ルチア―願いを叶える者
「っ…褒め殺し…ですね」
アルは口元を抑えて私から視線を反らした。
アルの頬が少し赤く見える。
「アル?」
もしかして照れてる!?
あのアルが!?
いつも余裕な顔してるのに!!
「…見上げないで下さい。俺を挑発してるんですか?」
「へ?挑発!?」
「無自覚ですか…」
アルは「はぁっ」と本日何回目かのため息をつく。
「もういいです。あなたはこういう人でしたね」
な、なんか諦められてる!?
「なら改めて。
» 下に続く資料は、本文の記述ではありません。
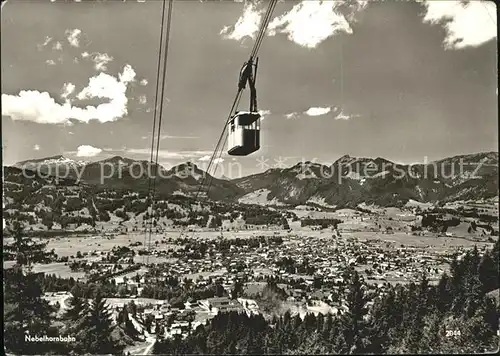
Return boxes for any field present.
[4,203,497,283]
[33,262,87,279]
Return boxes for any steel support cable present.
[194,89,243,203]
[143,0,168,260]
[177,90,243,240]
[181,0,277,240]
[203,0,276,190]
[146,0,174,263]
[203,0,276,192]
[250,0,277,59]
[191,91,242,238]
[187,1,277,238]
[249,0,273,59]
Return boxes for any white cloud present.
[140,79,148,86]
[138,95,147,105]
[160,134,199,140]
[334,111,351,120]
[52,41,63,51]
[285,112,299,119]
[33,144,41,151]
[127,148,213,160]
[2,64,137,124]
[222,1,367,48]
[118,64,136,83]
[287,107,359,119]
[199,155,224,163]
[80,51,114,71]
[45,60,56,66]
[61,83,76,100]
[92,52,114,71]
[304,107,331,116]
[37,36,52,50]
[333,107,360,120]
[65,28,82,47]
[76,145,102,157]
[423,1,497,49]
[220,2,264,40]
[268,1,367,48]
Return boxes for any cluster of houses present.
[131,233,453,291]
[116,296,260,340]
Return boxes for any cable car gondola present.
[227,57,261,156]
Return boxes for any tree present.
[76,290,123,354]
[282,217,290,230]
[62,294,89,352]
[404,274,430,353]
[340,271,371,354]
[231,279,244,300]
[478,242,499,293]
[3,222,57,354]
[118,285,129,297]
[64,294,88,325]
[126,300,137,316]
[4,221,51,265]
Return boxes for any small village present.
[38,217,495,346]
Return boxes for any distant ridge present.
[7,151,498,206]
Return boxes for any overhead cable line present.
[143,0,168,257]
[144,0,174,264]
[180,0,278,240]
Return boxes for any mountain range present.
[6,151,499,207]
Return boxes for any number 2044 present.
[445,329,461,337]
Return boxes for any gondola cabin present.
[227,111,261,156]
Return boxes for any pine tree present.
[64,294,88,332]
[4,220,51,266]
[478,247,499,293]
[368,292,394,353]
[3,222,56,355]
[322,313,333,338]
[231,279,243,299]
[340,271,371,354]
[419,312,442,353]
[77,290,123,354]
[435,273,452,314]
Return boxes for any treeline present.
[141,281,225,305]
[242,206,284,226]
[424,207,498,223]
[421,214,461,232]
[301,218,343,229]
[31,272,131,299]
[155,241,500,355]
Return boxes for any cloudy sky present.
[1,0,497,176]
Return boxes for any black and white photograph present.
[1,0,499,354]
花音、口づけてもよろしいですか?」
アルはうやうやしく頭を下げる。
それから、片手で私の顎のラインを撫で、そのまま顎を捕らえる。
「アル…」
「返事は?」
「はい…」
アルの瞳が妖艶なものへと変わる。
「不合格…ですね」
「えっ…?」
アルは悪戯な笑みを浮かべる。
うわ!!
絶対何か企んでる!!
「それでは口づけてあげませんよ。もっと俺を欲して…ほら…」
クイッと私の顎を持ち上げ、私の目をじっと見つめる。
「なっ…」
もっと欲して…なんて…
私…から……?
私はアルに触れたい。
でも自分から…なんて…
「言いなさい、花音」
「っ…口づけ…して…」
「合格です」
アルが私に口づける。
深く、私の吐息まで貪るように…
「ふっ……んっ…」
やだ…私だけ声が出る。
アルは私の反応を楽しむように何度も唇を重ねた。
「愛しています…花音っ…」
「んんっ…私も…愛してるっ…」
そう言ってまた泣く私の涙を、アルは何度も優しく拭ってくれた。
唇を重ねながら、アルの肩越しに見える星空を見上げる。
神様……
今この時だけは……
私とアルの時間を止めて…
この人に触れられる幸せに、溺れていたい。
ずっと…
ずっとこのままでいられたら…
そう願わずにはいられなかった。